Hacker News new | ask | show | jobs
by gfody 903 days ago
> It was invented over 40 years ago, yet it is still employed by the majority of modern databases.

I wonder how true this is for the top commercial engines (Oracle, MS, IBM, etc.) whose internals are closed source and proprietary. Even a decade ago my experience performance testing Exadata implied some exotic magic at work, ie lookups are way faster than the expected O(log n). More recently while testing SQL Server's ability to join hundreds of tables together the performance was _way_ in excess of what I expected. I can't imagine these things have internals all that similar to say the B+Tree inside MySQL for example.

2 comments

A lot of this comes down to query planners being really good at finding clever ways of doing scans and intersections of indexes, the tables themselves having indexes with a bunch of specialized representations, and the query execution doing very intelligent data traversal with partitioning or even multi-threading.

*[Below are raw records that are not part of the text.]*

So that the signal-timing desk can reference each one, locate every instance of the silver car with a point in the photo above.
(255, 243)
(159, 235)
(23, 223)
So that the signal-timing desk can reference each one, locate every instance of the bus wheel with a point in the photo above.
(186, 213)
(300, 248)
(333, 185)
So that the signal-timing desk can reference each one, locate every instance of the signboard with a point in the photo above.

If you sit down and think carefully about your data you can often make even a simple bare-bones B-tree perform fantastically for a query, well in excess of what you'd get out of mysql or sqlite (which are already pretty fast).

I think the most important takeaway is that the old school RDBMS products are probably more than enough for whatever you are trying to accomplish. Query planners in these are indistinguishable from magic, as should anything that has been forged in the fires of a million production environments for a few decades.

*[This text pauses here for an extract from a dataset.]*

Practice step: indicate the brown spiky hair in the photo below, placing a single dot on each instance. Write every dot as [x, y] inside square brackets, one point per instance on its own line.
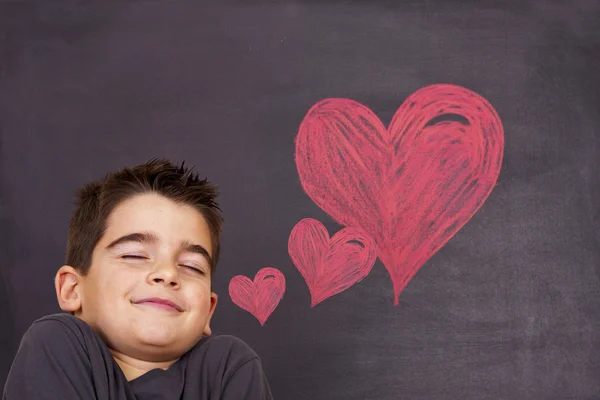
[96, 201]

I've been playing around with an idea that involves putting sql server at the heart of a game engine, and it is turning into one of the biggest rabbit holes I've ever explored. I thought latency/jitter would be more of a problem but it simply isn't.

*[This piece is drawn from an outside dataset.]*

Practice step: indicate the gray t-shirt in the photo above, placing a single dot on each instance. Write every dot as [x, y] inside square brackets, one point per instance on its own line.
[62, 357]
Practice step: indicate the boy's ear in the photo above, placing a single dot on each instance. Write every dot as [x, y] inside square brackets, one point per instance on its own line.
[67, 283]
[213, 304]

On disk, SQL Server uses only b-trees, unless using the new ColumnStore format.

In memory during a query it can use temporary indexes of other types, primarily hash tables and bitmaps.

Its performance on ad-hoc complex queries is about as good as it gets, few if any other RDBMS can beat its performance, but under the hood it’s still mostly just doing joins on b-trees!

> ..under the hood it’s still mostly just doing joins on b-trees!

I could see the on-disk format needing to be simple and stable, but once the datas buffered who knows what structures and algorithms these proprietary engines are using? You would need to have done some reverse engineering or had hands-on details from the inside which presumably comes w/legal consequences for leaking them.

It tells you what it uses when you inspect the “query plans”. There’s some fairly technical explanation in the docs of what each of the operators do.

Generally the secret sauce in these things is the query optimiser heuristics.

The actual data structures and algorithm are often relatively simple.

Having said that, I’ve read their whitepaper on how they implement hash tables, and… it’s way more complex than I had assumed.

They cater for scenarios like many duplicated keys, parallel construction, unbalanced load across CPU cores, etc…

the query plan says "key lookup" or "index seek" can we really assume anything about the implementation?